Question

Find the value of $f\left( 2 \right)$ so that the function $f\left( x \right)=\dfrac{{{x}^{4}}-16}{x-2},x\ne 2$ will be continuous at $x=2$.

Answer 1

Hint: To find the value of $f\left( 2 \right)$ so that the function $f\left( x \right)=\dfrac{{{x}^{4}}-16}{x-2},x\ne 2$ will be continuous at $x=2$ , we will take the limit of $f\left( x \right)$ when x approaches 2. That is, $\displaystyle \lim_{x \to 2}f(x)=\dfrac{{{x}^{4}}-16}{x-2}$ . Using the identity $\left( {{a}^{2}}-{{b}^{2}} \right)=\left( a+b \right)\left( a-b \right)$ , we will get \[\displaystyle \lim_{x \to 2}f(x)=\dfrac{\left( {{x}^{2}}+4 \right)\left( {{x}^{2}}-4 \right)}{x-2}\] . On further using the same identity, we will get \[\Rightarrow \displaystyle \lim_{x \to 2}f(x)=\dfrac{\left( {{x}^{2}}+4 \right)\left( x+2 \right)\left( x-2 \right)}{x-2}\] . On simplification and application of limit, the value of $f\left( 2 \right)$ can be obtained.

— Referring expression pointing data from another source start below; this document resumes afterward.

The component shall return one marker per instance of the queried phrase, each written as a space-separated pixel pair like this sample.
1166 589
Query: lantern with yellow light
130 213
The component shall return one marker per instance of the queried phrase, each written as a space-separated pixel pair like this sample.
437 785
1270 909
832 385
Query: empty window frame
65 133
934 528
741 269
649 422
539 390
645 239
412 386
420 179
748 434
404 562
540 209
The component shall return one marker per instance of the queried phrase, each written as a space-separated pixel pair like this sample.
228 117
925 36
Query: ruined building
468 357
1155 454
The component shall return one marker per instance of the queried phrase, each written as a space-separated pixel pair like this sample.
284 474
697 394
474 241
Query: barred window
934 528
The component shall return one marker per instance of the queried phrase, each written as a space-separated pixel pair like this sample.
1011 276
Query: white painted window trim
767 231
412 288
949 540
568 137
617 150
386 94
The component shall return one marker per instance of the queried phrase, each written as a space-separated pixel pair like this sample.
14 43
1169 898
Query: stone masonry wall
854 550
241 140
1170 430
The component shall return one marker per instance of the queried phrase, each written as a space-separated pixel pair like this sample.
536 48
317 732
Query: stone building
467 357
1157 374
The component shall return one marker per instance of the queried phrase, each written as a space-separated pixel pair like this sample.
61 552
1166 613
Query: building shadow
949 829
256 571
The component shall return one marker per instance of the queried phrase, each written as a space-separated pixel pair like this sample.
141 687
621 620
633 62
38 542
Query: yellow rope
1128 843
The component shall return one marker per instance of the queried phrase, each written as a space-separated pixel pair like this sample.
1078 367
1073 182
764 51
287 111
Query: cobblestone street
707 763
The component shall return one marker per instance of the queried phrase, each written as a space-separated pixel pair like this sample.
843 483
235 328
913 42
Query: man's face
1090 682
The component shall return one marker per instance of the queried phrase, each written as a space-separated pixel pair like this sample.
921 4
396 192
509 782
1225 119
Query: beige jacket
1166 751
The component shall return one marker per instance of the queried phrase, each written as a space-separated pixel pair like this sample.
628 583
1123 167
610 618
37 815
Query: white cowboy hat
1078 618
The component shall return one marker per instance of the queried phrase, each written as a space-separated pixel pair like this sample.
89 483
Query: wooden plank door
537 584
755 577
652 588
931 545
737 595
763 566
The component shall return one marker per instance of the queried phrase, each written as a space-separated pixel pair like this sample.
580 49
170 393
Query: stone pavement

Complete step by step answer:
We have to find the value of $f\left( 2 \right)$ so that the function $f\left( x \right)=\dfrac{{{x}^{4}}-16}{x-2},x\ne 2$ will be continuous at $x=2$ .
We know that a function $f\left( x \right)$ is said to be continuous at the point c on the real line, if the limit of $f\left( x \right)$ as x approaches that point c, is equal to the value f(c).
$\Rightarrow \displaystyle \lim_{x \to c}f(x)=f(c)$
We have $f\left( x \right)=\dfrac{{{x}^{4}}-16}{x-2}$ . It is given that this function is continuous at $x=2$ . Hence, according to the theorem stated above, we can write
$\displaystyle \lim_{x \to 2}f(x)=\dfrac{{{x}^{4}}-16}{x-2}$
We cannot apply the direct limit on the above function as its denominator will become 0. Hence, we have simplified this. We know that $\left( {{a}^{2}}-{{b}^{2}} \right)=\left( a+b \right)\left( a-b \right)$ . Thus, we can write
\[\displaystyle \lim_{x \to 2}f(x)=\dfrac{{{\left( {{x}^{2}} \right)}^{2}}-{{4}^{2}}}{x-2}\]
On applying the identity, we will get
\[\displaystyle \lim_{x \to 2}f(x)=\dfrac{\left( {{x}^{2}}+4 \right)\left( {{x}^{2}}-4 \right)}{x-2}\]
We can write the above equation as
\[\displaystyle \lim_{x \to 2}f(x)=\dfrac{\left( {{x}^{2}}+4 \right)\left( {{x}^{2}}-{{2}^{2}} \right)}{x-2}\]
Now, let us again apply the identity $\left( {{a}^{2}}-{{b}^{2}} \right)=\left( a+b \right)\left( a-b \right)$ .
\[\Rightarrow \displaystyle \lim_{x \to 2}f(x)=\dfrac{\left( {{x}^{2}}+4 \right)\left( x+2 \right)\left( x-2 \right)}{x-2}\]
Let’s cancel $x-2$ from the numerator and denominator. We will get
\[\displaystyle \lim_{x \to 2}f(x)=\left( {{x}^{2}}+4 \right)\left( x+2 \right)\]
Now, we can apply the limit.
\[\Rightarrow f(2)=\left( {{2}^{2}}+4 \right)\left( 2+2 \right)\]
On simplifying this, we will get
\[\begin{align}
  & \Rightarrow f(2)=\left( 4+4 \right)\times 4 \\
 & \Rightarrow f(2)=8\times 4=32 \\
\end{align}\]

Hence, the value of $f\left( 2 \right)$ is 32.

Note: Do not apply the limit at the beginning as the solution will be undefined. You may make mistake when writing the formula $\left( {{a}^{2}}-{{b}^{2}} \right)$ as ${{a}^{2}}-2ab+{{b}^{2}}$ . You may also use the identity as $\left( {{a}^{2}}+{{b}^{2}} \right)=\left( a+b \right)\left( a-b \right)$ that will lead to wrong results.